Halloysite takes off like a rocket (literal)
In addition to the potential to solve the domestic electric vehicle supply chain in the United States, halloysite could find its way into other areas of clean technology.
An interesting development is the creation of “nanorockets” based on a mixture of halloysite, silver nanoparticles and a photosensitive metal oxide nanotube material (in this case, α-Fe2O3). A research team is working from this angle to design a new method based on photodegradation for the treatment of organic wastewater.
“Compared to the traditional fabrication of tubular micro-/nanomotors, this strategy has the merit of using natural clay as substrates for an asymmetrical tubular structure, the abundance and the absence of necessary complex instruments” , explains the research team.
Another developing area is bioplastics, where researchers are looking for ways to improve durability and performance without using fossil-based inputs.
One avenue of bioplastics research involves nanoscale fillers. A recent article in the journal Materials AZOM lists silica, wollastonite, carbon nanotubes, double layered hydroxides, metal oxides and graphene oxide as well as halloysite nanotubes.
Fans of the emerging green hydrogen economy might also want to sit up and take notice. A study published last spring in the journal Nature investigated the use of halloysite in a hydrogen storage medium.

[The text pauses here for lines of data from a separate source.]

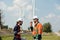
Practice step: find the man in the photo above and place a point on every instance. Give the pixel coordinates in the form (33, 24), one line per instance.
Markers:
(37, 30)
(17, 35)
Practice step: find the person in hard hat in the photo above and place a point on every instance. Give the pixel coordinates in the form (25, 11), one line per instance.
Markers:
(37, 29)
(17, 35)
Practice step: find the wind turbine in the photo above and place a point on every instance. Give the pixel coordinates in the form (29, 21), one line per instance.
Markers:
(33, 4)
(33, 10)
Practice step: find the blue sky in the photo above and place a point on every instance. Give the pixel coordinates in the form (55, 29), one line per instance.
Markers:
(46, 10)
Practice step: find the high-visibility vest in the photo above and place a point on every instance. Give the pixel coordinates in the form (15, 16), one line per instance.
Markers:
(37, 29)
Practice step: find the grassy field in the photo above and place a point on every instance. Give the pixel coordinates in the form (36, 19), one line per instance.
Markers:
(29, 37)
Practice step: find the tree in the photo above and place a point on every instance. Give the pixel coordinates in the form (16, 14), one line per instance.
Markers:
(47, 27)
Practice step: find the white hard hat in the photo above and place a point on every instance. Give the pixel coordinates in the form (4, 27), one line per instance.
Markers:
(20, 19)
(35, 17)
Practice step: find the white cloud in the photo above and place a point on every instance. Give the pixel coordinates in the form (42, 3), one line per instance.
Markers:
(21, 2)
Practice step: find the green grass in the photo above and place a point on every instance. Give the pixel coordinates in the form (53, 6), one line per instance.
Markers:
(29, 37)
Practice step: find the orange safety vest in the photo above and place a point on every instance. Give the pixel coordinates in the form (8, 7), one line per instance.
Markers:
(37, 29)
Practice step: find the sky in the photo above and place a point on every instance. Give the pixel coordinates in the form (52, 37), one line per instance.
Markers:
(46, 10)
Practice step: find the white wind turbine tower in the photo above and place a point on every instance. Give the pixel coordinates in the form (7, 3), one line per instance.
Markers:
(33, 9)
(33, 5)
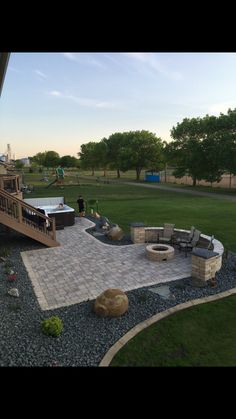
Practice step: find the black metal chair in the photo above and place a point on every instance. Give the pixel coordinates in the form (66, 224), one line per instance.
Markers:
(192, 243)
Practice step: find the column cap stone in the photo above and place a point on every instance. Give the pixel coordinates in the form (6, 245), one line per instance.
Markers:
(204, 253)
(137, 224)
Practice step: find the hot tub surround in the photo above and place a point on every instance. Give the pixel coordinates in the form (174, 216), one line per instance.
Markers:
(63, 217)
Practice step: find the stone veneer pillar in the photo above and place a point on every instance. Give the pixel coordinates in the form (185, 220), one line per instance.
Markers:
(137, 232)
(205, 264)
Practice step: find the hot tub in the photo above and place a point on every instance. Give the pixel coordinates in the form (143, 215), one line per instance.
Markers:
(64, 216)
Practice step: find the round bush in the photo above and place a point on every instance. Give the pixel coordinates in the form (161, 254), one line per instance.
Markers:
(52, 326)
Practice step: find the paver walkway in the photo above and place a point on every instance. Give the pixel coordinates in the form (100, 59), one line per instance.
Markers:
(83, 267)
(184, 190)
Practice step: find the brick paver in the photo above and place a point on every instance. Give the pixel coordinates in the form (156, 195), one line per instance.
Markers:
(83, 267)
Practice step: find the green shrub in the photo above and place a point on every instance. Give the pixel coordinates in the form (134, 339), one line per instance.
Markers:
(52, 326)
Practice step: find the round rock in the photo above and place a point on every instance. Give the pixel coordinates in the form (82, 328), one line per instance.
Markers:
(113, 303)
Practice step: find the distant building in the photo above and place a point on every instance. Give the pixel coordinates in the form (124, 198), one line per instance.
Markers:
(25, 161)
(3, 157)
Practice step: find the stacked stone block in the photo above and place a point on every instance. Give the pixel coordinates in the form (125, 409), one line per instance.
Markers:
(205, 269)
(137, 232)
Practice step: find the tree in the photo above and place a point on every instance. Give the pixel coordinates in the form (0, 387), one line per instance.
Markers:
(18, 164)
(68, 161)
(39, 158)
(101, 151)
(88, 158)
(115, 145)
(52, 159)
(142, 149)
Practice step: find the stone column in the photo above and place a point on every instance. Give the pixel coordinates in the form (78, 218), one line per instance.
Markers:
(205, 264)
(137, 232)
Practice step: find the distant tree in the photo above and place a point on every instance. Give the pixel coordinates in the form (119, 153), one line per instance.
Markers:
(115, 146)
(68, 161)
(52, 159)
(18, 164)
(39, 158)
(101, 151)
(87, 155)
(142, 149)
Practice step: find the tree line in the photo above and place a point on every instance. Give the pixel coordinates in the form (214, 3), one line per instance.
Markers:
(202, 148)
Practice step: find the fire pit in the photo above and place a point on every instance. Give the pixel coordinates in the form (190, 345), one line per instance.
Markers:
(159, 252)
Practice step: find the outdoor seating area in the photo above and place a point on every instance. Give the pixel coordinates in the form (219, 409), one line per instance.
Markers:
(55, 207)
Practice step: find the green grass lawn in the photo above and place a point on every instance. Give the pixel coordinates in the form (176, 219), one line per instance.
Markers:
(204, 335)
(123, 204)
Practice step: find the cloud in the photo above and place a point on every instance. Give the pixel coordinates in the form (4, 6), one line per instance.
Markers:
(85, 102)
(41, 74)
(13, 69)
(221, 107)
(55, 93)
(84, 58)
(152, 62)
(71, 56)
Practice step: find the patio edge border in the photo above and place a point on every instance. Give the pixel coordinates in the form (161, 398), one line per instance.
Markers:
(105, 362)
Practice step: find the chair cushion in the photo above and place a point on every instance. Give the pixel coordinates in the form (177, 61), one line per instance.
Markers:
(204, 253)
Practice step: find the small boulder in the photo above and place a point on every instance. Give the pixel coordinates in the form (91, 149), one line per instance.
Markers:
(115, 233)
(113, 303)
(14, 292)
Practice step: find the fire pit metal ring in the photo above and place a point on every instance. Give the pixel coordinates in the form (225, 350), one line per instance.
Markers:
(159, 252)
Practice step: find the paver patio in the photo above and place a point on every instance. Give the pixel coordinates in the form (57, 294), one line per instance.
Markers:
(83, 267)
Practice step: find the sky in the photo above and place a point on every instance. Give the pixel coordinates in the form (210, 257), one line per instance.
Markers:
(58, 101)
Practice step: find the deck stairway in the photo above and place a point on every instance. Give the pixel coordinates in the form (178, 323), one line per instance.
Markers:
(25, 219)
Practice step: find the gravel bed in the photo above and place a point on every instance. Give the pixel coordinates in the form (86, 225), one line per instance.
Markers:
(85, 338)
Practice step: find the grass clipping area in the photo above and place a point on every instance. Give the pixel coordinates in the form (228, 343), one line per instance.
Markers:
(204, 335)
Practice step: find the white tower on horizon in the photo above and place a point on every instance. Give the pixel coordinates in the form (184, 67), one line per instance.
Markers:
(8, 153)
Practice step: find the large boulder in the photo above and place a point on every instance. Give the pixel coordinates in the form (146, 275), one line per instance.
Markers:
(113, 303)
(115, 233)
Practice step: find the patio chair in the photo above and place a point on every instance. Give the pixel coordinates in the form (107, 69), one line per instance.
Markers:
(192, 243)
(168, 233)
(188, 238)
(210, 245)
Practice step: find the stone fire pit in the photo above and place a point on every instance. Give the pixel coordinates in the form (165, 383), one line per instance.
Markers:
(159, 252)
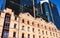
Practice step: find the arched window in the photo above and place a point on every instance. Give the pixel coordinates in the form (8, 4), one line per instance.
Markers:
(46, 11)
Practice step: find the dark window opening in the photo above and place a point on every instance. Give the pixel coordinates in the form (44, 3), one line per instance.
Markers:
(14, 25)
(28, 35)
(23, 35)
(6, 25)
(14, 34)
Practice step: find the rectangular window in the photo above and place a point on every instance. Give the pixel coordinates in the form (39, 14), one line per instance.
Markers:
(14, 25)
(28, 28)
(5, 34)
(22, 27)
(33, 29)
(14, 34)
(28, 35)
(38, 31)
(33, 36)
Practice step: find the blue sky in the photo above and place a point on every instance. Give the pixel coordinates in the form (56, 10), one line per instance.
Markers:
(57, 2)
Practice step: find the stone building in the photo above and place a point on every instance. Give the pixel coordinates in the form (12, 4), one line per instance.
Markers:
(25, 26)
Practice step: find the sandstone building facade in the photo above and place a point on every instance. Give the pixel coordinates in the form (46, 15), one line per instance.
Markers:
(25, 26)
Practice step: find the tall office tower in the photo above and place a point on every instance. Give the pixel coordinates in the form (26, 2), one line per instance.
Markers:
(55, 15)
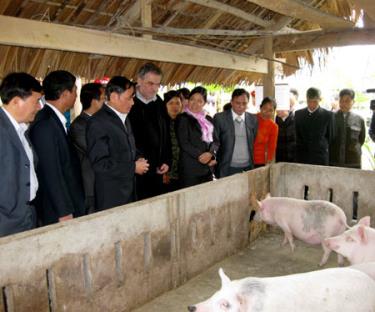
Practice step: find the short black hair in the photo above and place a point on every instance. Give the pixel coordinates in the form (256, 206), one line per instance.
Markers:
(349, 92)
(149, 68)
(313, 93)
(267, 100)
(239, 92)
(89, 92)
(201, 90)
(118, 84)
(18, 84)
(184, 92)
(56, 82)
(295, 92)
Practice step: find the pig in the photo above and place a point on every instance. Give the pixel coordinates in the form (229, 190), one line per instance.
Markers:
(328, 290)
(309, 221)
(357, 244)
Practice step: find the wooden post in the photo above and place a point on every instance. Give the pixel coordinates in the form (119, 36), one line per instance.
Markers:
(269, 78)
(146, 15)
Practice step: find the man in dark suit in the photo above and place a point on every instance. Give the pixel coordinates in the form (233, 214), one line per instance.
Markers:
(235, 132)
(150, 131)
(350, 130)
(60, 196)
(20, 95)
(314, 131)
(111, 147)
(92, 98)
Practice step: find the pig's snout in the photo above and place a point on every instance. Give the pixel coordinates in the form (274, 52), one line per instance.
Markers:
(330, 244)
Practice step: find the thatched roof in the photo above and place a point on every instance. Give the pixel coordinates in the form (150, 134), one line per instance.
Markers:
(235, 27)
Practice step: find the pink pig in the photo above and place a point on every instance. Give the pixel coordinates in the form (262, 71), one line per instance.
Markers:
(356, 244)
(309, 221)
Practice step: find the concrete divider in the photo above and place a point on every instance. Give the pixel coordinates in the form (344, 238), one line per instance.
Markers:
(120, 258)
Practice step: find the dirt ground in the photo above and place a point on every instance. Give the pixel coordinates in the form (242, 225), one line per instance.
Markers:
(264, 257)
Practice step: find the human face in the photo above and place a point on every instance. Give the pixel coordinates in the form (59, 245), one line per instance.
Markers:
(174, 107)
(148, 86)
(122, 102)
(196, 103)
(267, 111)
(346, 103)
(313, 104)
(27, 108)
(239, 104)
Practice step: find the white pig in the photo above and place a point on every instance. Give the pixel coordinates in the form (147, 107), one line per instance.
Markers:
(309, 221)
(356, 244)
(329, 290)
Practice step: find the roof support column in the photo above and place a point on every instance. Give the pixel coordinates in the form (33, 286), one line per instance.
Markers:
(269, 78)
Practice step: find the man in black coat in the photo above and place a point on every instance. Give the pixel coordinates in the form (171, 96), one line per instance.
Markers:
(314, 131)
(60, 196)
(92, 98)
(20, 95)
(345, 150)
(150, 131)
(111, 147)
(235, 131)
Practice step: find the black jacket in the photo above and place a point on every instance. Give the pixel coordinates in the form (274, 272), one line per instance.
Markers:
(189, 135)
(314, 133)
(77, 133)
(60, 190)
(350, 134)
(286, 139)
(224, 135)
(112, 153)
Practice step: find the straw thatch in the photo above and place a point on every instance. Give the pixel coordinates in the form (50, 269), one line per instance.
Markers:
(168, 18)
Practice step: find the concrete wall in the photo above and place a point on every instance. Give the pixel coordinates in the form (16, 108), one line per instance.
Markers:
(118, 259)
(339, 184)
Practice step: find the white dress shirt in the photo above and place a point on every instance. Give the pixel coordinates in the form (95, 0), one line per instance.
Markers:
(21, 129)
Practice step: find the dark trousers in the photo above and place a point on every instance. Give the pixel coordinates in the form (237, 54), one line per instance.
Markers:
(149, 185)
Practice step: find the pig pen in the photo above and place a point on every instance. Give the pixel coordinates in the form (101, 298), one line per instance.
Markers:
(120, 259)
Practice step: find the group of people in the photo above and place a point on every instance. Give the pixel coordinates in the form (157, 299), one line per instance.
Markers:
(128, 144)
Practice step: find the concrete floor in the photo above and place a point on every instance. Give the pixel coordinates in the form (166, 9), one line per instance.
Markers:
(264, 257)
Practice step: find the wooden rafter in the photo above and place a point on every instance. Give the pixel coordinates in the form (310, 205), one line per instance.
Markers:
(325, 39)
(301, 10)
(234, 11)
(34, 34)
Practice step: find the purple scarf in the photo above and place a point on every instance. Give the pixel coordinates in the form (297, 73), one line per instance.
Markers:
(206, 126)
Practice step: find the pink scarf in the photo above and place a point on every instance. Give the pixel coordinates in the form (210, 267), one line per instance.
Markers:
(206, 126)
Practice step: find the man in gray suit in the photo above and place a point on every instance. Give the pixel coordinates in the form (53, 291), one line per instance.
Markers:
(234, 132)
(20, 95)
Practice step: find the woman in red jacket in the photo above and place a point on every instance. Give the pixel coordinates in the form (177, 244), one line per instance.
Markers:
(266, 139)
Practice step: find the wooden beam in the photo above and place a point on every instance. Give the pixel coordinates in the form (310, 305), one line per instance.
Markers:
(301, 10)
(34, 34)
(146, 15)
(269, 78)
(216, 32)
(213, 4)
(317, 40)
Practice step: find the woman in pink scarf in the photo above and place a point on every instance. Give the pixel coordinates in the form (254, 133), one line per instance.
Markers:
(194, 134)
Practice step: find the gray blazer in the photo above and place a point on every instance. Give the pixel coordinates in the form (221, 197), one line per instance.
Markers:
(224, 136)
(16, 215)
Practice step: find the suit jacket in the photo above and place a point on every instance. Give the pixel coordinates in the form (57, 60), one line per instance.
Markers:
(350, 134)
(15, 213)
(224, 136)
(314, 133)
(112, 152)
(77, 133)
(60, 190)
(189, 135)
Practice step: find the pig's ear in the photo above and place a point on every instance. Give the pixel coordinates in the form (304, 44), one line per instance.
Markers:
(224, 279)
(362, 234)
(365, 221)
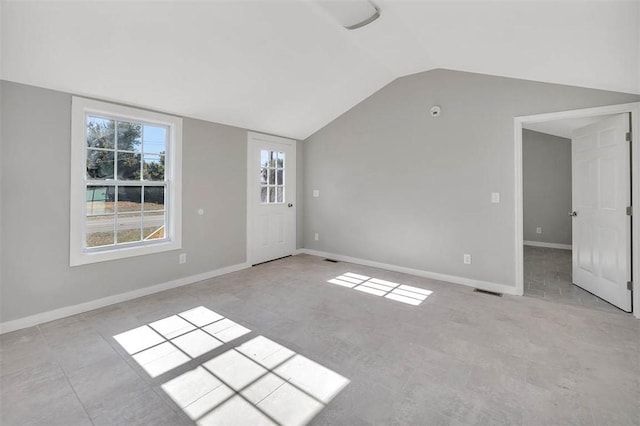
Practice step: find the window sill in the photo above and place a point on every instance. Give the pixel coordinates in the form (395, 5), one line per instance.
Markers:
(85, 258)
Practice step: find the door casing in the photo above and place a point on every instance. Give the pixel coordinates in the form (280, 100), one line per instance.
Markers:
(634, 109)
(251, 174)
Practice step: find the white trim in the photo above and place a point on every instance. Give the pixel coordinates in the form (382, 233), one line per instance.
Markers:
(634, 109)
(251, 190)
(548, 245)
(79, 107)
(67, 311)
(470, 282)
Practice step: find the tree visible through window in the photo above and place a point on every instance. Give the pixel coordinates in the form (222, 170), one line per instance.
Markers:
(126, 185)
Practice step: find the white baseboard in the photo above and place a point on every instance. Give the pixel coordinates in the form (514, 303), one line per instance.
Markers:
(483, 285)
(548, 245)
(55, 314)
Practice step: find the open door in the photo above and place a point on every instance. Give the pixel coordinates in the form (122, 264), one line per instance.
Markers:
(271, 221)
(601, 178)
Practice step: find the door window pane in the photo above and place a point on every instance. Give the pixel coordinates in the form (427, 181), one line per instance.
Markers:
(272, 176)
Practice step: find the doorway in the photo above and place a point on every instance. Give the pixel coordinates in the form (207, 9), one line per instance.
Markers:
(271, 197)
(600, 260)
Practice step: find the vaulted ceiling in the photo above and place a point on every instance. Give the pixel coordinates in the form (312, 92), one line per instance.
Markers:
(288, 67)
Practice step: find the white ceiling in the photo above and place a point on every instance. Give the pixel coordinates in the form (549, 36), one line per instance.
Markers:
(564, 127)
(288, 68)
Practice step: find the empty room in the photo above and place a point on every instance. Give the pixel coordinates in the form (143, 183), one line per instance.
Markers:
(324, 212)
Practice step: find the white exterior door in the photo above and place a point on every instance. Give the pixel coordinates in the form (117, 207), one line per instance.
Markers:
(271, 189)
(601, 193)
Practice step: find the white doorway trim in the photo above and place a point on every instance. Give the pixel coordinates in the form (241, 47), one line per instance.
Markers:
(251, 136)
(634, 109)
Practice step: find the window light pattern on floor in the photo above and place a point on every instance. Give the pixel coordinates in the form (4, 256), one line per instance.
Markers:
(170, 342)
(258, 382)
(387, 289)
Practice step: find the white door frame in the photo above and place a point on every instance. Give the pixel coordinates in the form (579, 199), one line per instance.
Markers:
(634, 109)
(251, 174)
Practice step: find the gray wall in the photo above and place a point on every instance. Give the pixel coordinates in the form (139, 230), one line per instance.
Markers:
(546, 173)
(400, 187)
(35, 154)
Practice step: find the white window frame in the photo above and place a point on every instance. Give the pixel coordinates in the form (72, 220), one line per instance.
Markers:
(78, 253)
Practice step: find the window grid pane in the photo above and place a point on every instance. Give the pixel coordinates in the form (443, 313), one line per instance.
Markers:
(130, 208)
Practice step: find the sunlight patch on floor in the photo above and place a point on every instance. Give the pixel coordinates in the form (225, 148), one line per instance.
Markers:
(258, 382)
(387, 289)
(168, 343)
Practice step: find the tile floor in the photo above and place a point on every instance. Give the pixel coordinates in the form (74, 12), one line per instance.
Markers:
(455, 358)
(547, 275)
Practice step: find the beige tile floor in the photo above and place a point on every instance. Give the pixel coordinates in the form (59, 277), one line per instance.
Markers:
(325, 353)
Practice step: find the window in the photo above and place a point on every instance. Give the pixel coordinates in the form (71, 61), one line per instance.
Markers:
(271, 177)
(125, 185)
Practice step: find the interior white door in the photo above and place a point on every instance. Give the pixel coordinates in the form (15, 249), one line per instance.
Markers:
(271, 189)
(601, 193)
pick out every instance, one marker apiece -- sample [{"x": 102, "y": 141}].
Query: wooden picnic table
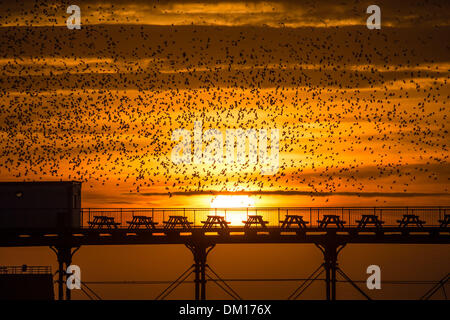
[
  {"x": 255, "y": 220},
  {"x": 141, "y": 221},
  {"x": 410, "y": 219},
  {"x": 213, "y": 221},
  {"x": 291, "y": 219},
  {"x": 369, "y": 219},
  {"x": 445, "y": 222},
  {"x": 177, "y": 221},
  {"x": 103, "y": 222},
  {"x": 331, "y": 219}
]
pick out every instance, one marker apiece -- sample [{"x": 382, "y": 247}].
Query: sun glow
[
  {"x": 235, "y": 217},
  {"x": 223, "y": 201}
]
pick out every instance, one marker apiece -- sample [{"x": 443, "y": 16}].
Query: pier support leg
[
  {"x": 64, "y": 256},
  {"x": 200, "y": 251},
  {"x": 330, "y": 253}
]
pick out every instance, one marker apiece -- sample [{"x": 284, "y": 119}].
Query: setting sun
[{"x": 232, "y": 202}]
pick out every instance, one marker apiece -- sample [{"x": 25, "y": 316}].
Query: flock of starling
[{"x": 358, "y": 110}]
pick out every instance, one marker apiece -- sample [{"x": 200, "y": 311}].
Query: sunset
[{"x": 255, "y": 139}]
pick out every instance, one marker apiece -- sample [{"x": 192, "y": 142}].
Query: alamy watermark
[{"x": 208, "y": 147}]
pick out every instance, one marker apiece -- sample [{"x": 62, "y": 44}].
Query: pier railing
[{"x": 274, "y": 216}]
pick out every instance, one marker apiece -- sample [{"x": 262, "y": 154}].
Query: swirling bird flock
[{"x": 358, "y": 110}]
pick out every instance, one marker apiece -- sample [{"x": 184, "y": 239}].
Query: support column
[
  {"x": 200, "y": 251},
  {"x": 64, "y": 256},
  {"x": 330, "y": 252}
]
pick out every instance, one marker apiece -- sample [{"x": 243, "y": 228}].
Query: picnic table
[
  {"x": 291, "y": 219},
  {"x": 331, "y": 219},
  {"x": 369, "y": 219},
  {"x": 255, "y": 220},
  {"x": 177, "y": 221},
  {"x": 141, "y": 221},
  {"x": 103, "y": 222},
  {"x": 410, "y": 219},
  {"x": 445, "y": 222},
  {"x": 213, "y": 221}
]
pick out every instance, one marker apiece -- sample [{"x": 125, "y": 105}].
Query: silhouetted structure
[
  {"x": 26, "y": 283},
  {"x": 32, "y": 205},
  {"x": 329, "y": 228}
]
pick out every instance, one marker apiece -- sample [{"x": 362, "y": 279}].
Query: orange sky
[{"x": 362, "y": 114}]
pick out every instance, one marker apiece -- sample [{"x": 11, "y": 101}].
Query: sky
[{"x": 362, "y": 114}]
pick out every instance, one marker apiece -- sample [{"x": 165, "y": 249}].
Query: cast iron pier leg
[
  {"x": 200, "y": 251},
  {"x": 330, "y": 252}
]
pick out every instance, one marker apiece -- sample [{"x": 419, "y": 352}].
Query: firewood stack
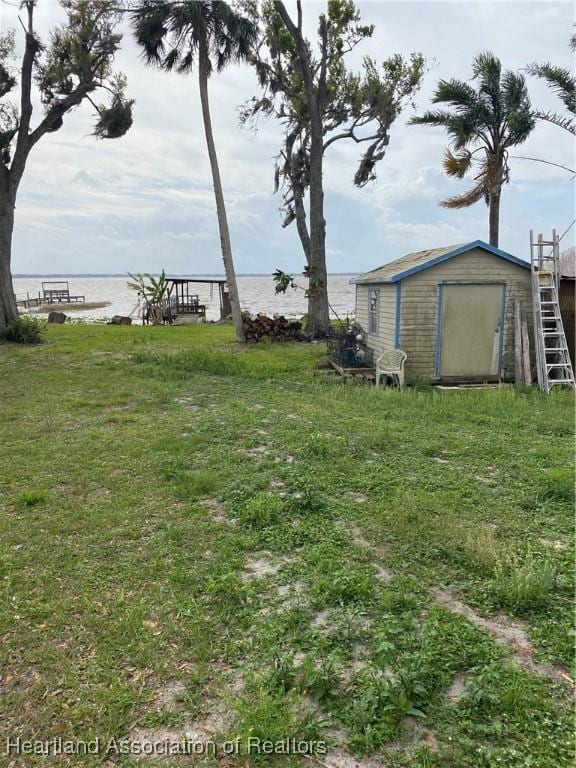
[{"x": 275, "y": 328}]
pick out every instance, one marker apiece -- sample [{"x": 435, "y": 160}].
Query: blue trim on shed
[
  {"x": 439, "y": 312},
  {"x": 377, "y": 292},
  {"x": 444, "y": 257},
  {"x": 397, "y": 318}
]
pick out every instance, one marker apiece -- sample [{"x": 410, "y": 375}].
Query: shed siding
[
  {"x": 386, "y": 318},
  {"x": 418, "y": 312}
]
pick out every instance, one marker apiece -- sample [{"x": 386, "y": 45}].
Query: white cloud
[{"x": 146, "y": 200}]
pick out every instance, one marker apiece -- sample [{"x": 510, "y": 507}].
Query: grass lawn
[{"x": 204, "y": 542}]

“Haloysite nanoclay as a single substrate exhibits favorable properties in terms of hydrogen adsorption using the incorporation of physisorption and spillover mechanisms,” the study concluded.
In an interesting twist, the storage medium also incorporates graphene quantum dots, in the form of a powder rendered from the juice of a red onion.
For those of you who want to DIY red onion juice into graphene quantum dots at home, you’ll need a good filter and a sealed autoclave capable of maintaining a temperature of 180 degrees centigrade for eight hours.
follow me on twitter @TinaMCasey.
Photo: Halloysite nanotubes for the battery of the electric vehicle of the future, courtesy of Ionic Mineral Technologies (via businesswire.com).